Featured project image for Everything But The House, Lasso Sale Tool on a large iMac.
Project image for Everything But The House, process shot of our Lasso, MVP, feature set whiteboard.

Data Driven Decision Making

Historic sales data had shown that final sale prices were often affected by the number of similar items in the same sale. As an example, Rolex watches were a common purchase on the EBTH site. The data analysts found that if you sold three Rolex watches in a single sale, the final sale price would be about the same as if there were one or two. If you had four or five watches, there was a high probability that each Rolex sale would be less.

There were many factors, other than price, involved in making data-driven sales decisions, but the idea was to use all of these factors to maximize each sale.

Lasso MVP

A young Product Manager, Madeline Young, led our team on both design and code sprints. We initially set up our MVP feature-sets separately, then came together with design, technology and analytics in the room to make the final decisions. I was leading product design, Tim Guibord was lead developer, and Senal Kularatne led from analytics.

With everyone in the room, development and data could talk together about how to use the insights they had gained from the historical sales data. Maddie took notes on the board, while I took notes and listened. We came to the list you see in the photo above. This was our MVP feature set for Lasso.

Project image for Everything But The House, Lasso Sale Tool.
Project image for Everything But The House, Item Detail module for Lasso.

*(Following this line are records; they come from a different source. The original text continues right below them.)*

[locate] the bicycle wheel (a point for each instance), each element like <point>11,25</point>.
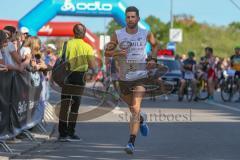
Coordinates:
<point>226,90</point>
<point>99,89</point>
<point>202,90</point>
<point>189,91</point>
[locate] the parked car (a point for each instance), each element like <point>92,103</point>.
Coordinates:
<point>174,73</point>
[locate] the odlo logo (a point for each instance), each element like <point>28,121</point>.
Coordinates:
<point>81,6</point>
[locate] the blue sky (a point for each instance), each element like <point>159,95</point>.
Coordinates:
<point>217,12</point>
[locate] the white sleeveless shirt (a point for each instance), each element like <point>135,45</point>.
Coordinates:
<point>133,66</point>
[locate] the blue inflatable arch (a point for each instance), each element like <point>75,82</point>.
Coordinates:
<point>48,9</point>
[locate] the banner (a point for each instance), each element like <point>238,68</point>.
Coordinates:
<point>20,101</point>
<point>5,95</point>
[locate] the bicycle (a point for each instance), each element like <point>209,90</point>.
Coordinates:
<point>202,88</point>
<point>229,85</point>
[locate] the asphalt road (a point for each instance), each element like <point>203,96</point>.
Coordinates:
<point>179,131</point>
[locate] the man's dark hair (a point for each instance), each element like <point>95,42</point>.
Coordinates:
<point>11,29</point>
<point>132,9</point>
<point>79,33</point>
<point>209,49</point>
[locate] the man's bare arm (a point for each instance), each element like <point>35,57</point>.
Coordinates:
<point>153,43</point>
<point>110,50</point>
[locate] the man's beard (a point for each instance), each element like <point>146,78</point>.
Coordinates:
<point>131,26</point>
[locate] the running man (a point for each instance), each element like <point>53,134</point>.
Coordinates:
<point>129,44</point>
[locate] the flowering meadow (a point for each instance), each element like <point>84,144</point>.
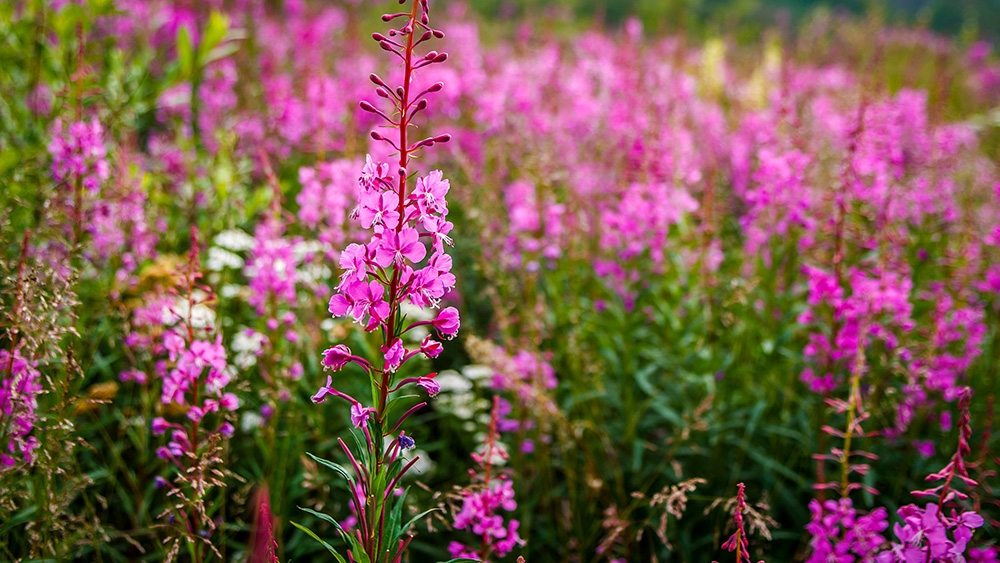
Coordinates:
<point>388,281</point>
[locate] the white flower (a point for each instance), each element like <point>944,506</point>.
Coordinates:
<point>236,240</point>
<point>476,372</point>
<point>451,380</point>
<point>220,258</point>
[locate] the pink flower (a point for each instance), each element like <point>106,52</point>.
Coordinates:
<point>396,247</point>
<point>337,357</point>
<point>394,355</point>
<point>447,322</point>
<point>379,210</point>
<point>327,389</point>
<point>359,414</point>
<point>160,425</point>
<point>353,263</point>
<point>230,402</point>
<point>430,194</point>
<point>431,348</point>
<point>432,387</point>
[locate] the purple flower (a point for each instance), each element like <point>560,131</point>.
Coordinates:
<point>359,414</point>
<point>379,210</point>
<point>337,357</point>
<point>394,355</point>
<point>447,322</point>
<point>406,442</point>
<point>432,387</point>
<point>430,347</point>
<point>395,248</point>
<point>430,194</point>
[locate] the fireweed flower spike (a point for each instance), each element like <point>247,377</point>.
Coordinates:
<point>392,264</point>
<point>738,541</point>
<point>939,531</point>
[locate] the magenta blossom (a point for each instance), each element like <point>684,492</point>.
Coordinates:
<point>394,355</point>
<point>360,414</point>
<point>337,357</point>
<point>447,322</point>
<point>432,387</point>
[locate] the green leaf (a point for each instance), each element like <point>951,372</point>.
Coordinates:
<point>185,52</point>
<point>19,518</point>
<point>335,466</point>
<point>310,533</point>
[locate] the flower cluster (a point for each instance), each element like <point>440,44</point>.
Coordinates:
<point>482,503</point>
<point>389,263</point>
<point>19,386</point>
<point>930,534</point>
<point>924,536</point>
<point>196,371</point>
<point>78,153</point>
<point>738,541</point>
<point>840,533</point>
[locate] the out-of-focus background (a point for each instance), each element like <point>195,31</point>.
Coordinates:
<point>973,19</point>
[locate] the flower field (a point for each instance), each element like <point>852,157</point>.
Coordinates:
<point>393,282</point>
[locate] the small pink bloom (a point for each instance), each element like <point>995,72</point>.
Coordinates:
<point>396,248</point>
<point>430,347</point>
<point>394,355</point>
<point>432,387</point>
<point>229,401</point>
<point>337,357</point>
<point>359,414</point>
<point>447,322</point>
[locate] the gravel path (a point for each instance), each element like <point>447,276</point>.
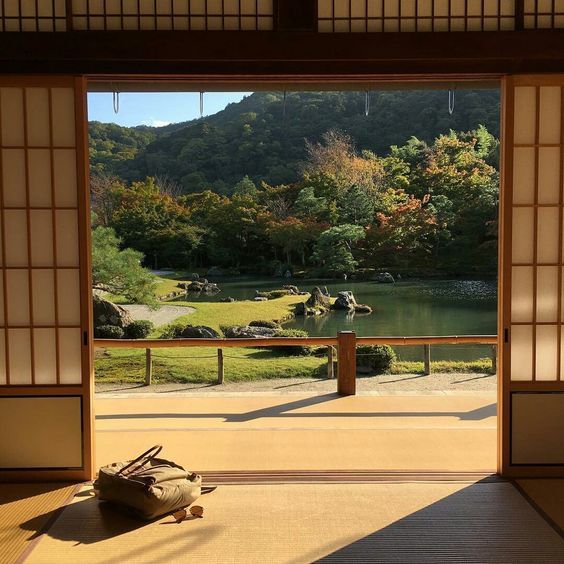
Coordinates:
<point>161,316</point>
<point>442,384</point>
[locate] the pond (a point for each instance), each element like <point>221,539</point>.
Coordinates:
<point>410,308</point>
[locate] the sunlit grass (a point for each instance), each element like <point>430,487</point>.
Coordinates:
<point>199,365</point>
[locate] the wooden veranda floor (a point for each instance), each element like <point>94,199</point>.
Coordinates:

Qualitative & Quantitative Research

Over the next few months, I was given the opportunity to visit the Mason, OH warehouse, interview workers within different parts of the cataloguing process, watch them work with the existing interface. This gave me insights on how the warehouse workers were using the interface, what concerns they had with their process changing, and what other issues we could solve for while designing Lasso.

The insights gleaned lead to a single-page design with an expandable, accordion data panel, for getting into the historical sales data, and two, side-by-side panels with an adjustable middle-line. Items on the left were finalized items in the current warehouse catalogue waiting to be added to a sale on the website. On the right were the items in the current sale the user was creating.

Sale builders could already click on an item to see additional details, before Lasso. Most users liked this, “Item Detail View,” so we decided to keep it in addition to the new interface updates.

While I was able to design and program much of Lasso myself, the EBTH development team definitely stepped up to help when I was using code I didn’t build. I ran the demo for Lasso myself and received praise for managing to wrangle most of the design and programming myself. I met a number of great designers and developers during my time at EBTH. I’ve heard some version of Lasso is still around to this day.